A livello costituzionale Dylan è Tiziano. Al contempo però è un personaggio talmente ricco, sfaccettato, aperto che è in grado di ospitare in maniera convincente anche le visioni di altri autori. Sclavi ha creato il personaggio e gli ha donato le sue caratteristiche fondanti, ma il suo modo di scrivere è e sarà sempre solo suo. Un buon autore deve avere una propria visione del personaggio, e il fatto che inevitabilmente non coincida con quella di Sclavi non la rende necessariamente sbagliata. Pretendere che vengano riproposti all’infinito i cliché stilistici del Dylan delle origini è assurdo.

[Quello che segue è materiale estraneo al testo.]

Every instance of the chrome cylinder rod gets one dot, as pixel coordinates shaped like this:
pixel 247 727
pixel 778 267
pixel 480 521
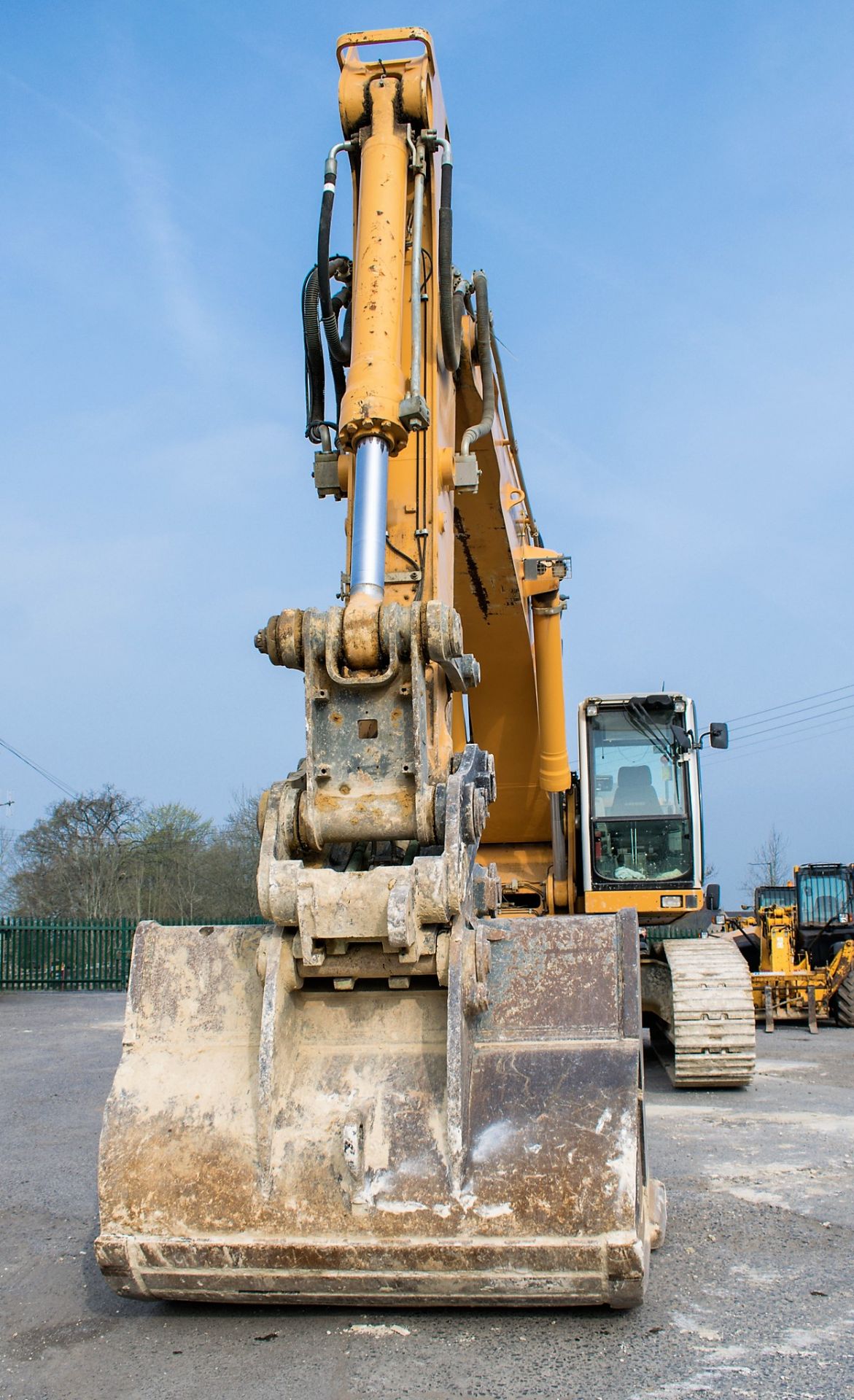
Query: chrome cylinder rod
pixel 370 511
pixel 559 841
pixel 418 225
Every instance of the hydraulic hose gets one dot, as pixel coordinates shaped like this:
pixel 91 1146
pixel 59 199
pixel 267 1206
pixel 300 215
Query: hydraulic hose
pixel 338 351
pixel 485 357
pixel 514 446
pixel 315 376
pixel 450 306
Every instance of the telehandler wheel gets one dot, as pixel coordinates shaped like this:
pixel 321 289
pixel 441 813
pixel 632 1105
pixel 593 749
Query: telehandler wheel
pixel 845 1001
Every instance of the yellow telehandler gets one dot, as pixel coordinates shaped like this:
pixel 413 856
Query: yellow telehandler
pixel 800 946
pixel 422 1080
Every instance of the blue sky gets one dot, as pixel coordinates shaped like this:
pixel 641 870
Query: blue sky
pixel 662 196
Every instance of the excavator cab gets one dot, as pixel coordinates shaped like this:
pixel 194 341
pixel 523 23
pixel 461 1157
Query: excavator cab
pixel 642 847
pixel 642 829
pixel 825 898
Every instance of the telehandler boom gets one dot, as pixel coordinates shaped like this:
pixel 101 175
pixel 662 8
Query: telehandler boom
pixel 422 1081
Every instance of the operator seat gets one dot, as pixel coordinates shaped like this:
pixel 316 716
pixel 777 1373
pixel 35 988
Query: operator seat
pixel 634 793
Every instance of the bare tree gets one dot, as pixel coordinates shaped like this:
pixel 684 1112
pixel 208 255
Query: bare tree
pixel 74 860
pixel 104 856
pixel 770 864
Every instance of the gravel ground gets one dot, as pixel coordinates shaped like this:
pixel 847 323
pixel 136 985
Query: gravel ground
pixel 750 1296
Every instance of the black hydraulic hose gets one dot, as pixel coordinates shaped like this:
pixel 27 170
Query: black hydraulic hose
pixel 315 377
pixel 450 306
pixel 514 446
pixel 485 359
pixel 336 349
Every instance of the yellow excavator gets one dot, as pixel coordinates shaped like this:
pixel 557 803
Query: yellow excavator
pixel 422 1080
pixel 640 846
pixel 800 946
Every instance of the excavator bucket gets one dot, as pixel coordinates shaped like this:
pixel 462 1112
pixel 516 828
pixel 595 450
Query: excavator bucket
pixel 269 1143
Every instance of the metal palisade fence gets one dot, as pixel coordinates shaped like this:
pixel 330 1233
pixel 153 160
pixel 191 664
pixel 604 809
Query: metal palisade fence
pixel 68 954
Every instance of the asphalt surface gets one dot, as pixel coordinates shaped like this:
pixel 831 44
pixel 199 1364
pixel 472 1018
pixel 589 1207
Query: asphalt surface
pixel 750 1296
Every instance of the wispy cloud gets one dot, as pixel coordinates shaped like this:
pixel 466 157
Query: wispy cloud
pixel 168 246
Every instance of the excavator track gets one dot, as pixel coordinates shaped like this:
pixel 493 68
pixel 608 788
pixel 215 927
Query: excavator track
pixel 710 1039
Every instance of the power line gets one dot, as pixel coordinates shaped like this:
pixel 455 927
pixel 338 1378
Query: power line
pixel 761 733
pixel 38 769
pixel 787 704
pixel 805 709
pixel 759 751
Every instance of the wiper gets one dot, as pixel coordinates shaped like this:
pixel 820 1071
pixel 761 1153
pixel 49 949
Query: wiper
pixel 640 720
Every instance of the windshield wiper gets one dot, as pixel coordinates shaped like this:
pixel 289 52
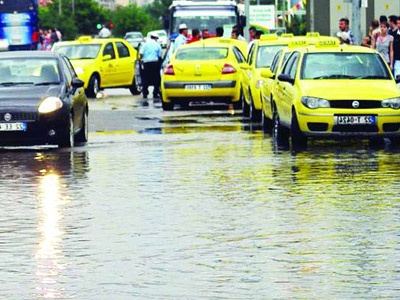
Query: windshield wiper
pixel 335 76
pixel 374 77
pixel 48 83
pixel 10 83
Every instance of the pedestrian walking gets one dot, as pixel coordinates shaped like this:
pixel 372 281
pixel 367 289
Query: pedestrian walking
pixel 396 49
pixel 182 37
pixel 150 55
pixel 384 44
pixel 344 24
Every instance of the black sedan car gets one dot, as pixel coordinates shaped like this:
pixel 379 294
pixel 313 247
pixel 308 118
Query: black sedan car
pixel 42 101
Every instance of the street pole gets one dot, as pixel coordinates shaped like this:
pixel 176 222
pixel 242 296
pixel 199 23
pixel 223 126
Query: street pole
pixel 356 21
pixel 247 14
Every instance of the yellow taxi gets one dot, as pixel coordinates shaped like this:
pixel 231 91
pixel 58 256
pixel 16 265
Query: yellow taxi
pixel 269 77
pixel 332 90
pixel 210 70
pixel 102 63
pixel 260 55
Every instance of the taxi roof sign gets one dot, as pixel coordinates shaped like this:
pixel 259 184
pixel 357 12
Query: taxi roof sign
pixel 268 37
pixel 312 34
pixel 299 42
pixel 327 42
pixel 287 35
pixel 85 38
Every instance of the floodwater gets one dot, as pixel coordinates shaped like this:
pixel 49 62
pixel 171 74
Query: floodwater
pixel 200 208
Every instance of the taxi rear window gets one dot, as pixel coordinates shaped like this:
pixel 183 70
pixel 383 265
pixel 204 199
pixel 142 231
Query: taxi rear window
pixel 344 66
pixel 202 53
pixel 81 51
pixel 266 54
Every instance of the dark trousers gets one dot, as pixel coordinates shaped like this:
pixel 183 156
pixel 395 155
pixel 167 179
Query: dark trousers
pixel 151 77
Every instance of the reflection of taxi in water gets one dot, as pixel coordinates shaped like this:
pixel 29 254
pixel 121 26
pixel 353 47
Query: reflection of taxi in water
pixel 332 90
pixel 211 70
pixel 269 77
pixel 260 55
pixel 101 63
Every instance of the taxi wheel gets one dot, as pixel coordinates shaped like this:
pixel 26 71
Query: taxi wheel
pixel 265 122
pixel 135 88
pixel 94 86
pixel 66 139
pixel 280 134
pixel 167 105
pixel 298 138
pixel 245 107
pixel 254 114
pixel 83 134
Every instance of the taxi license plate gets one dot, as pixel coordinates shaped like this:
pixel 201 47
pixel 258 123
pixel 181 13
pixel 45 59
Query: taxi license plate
pixel 198 87
pixel 355 120
pixel 13 127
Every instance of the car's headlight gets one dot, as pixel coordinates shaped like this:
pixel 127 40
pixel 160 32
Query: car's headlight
pixel 391 103
pixel 79 70
pixel 50 104
pixel 312 102
pixel 259 84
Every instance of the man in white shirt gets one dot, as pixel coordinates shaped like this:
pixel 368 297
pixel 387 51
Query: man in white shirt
pixel 182 37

Se lo sforzo degli autori che si sono succeduti a Stan Lee ai testi dell’Uomo Ragno fosse stato quello di scimmiottare l’illustre predecessore invece di cercare una propria via al personaggio, non avremmo avuto lo Spider-Man di Gerry Conway, di Peter David, di J. M. DeMatteis. Come Topolino è riuscito a fare a meno di Walt Disney e Ub Iwerks, e Lucky Luke è sopravvissuto a Morris e Goscinny, lo stesso farà Dylan Dog con Sclavi.
Dylan Dog è stato un fenomeno artistico, editoriale e sociale. Nel suo periodo di maggiore successo è stato protagonista di pubblicità, merchandising, ha generato bizzarri epigoni, è stato ospite di riviste a larga diffusione. Sembrava che tutti leggessero Dylan Dog. Come ci si approccia a un personaggio e a un fenomeno del genere senza esserne schiacciati? Fa paura scrivere Dylan Dog?
Beh, certo la storia editoriale di Dylan Dog un po’ di soggezione la mette. A metà anni Novanta la testata vendeva circa 600.000 copie e riceveva una decina di lettere al giorno dai lettori, quindi quasi 300 al mese, con un redattore fisso che passava le giornate a rispondere a tutte. Un qualcosa di impensabile, oggi. Chi non ha vissuto quel periodo glorioso non può capire cos’è stato Dylan Dog per la cosiddetta Generazione X. Però parlare di paura è troppo. Se davvero ne avessimo, faremmo meglio a cambiare lavoro. Dylan è un personaggio che funziona solo se chi lo scrive si diverte, si lascia andare, prova, sperimenta, osa. Non lo si può scrivere con il freno a mano tirato, senza una vera urgenza narrativa. Dylan Dog è in assoluto la testata Bonelli che non si può scrivere solo di mestiere, con furbizia, facendo il compitino, perché il lettore è particolarmente esigente e ti becca subito. Ecco, più che il passato editoriale è la severità del lettore di Dylan Dog a creare un po’ di pressione psicologica. Ma come insegnava un vecchio amico rosso e blu, da grandi poteri derivano grandi responsabilità.
Qual è l’idea centrale del “tuo” Dylan Dog e cosa lo rende immediatamente riconoscibile e unico?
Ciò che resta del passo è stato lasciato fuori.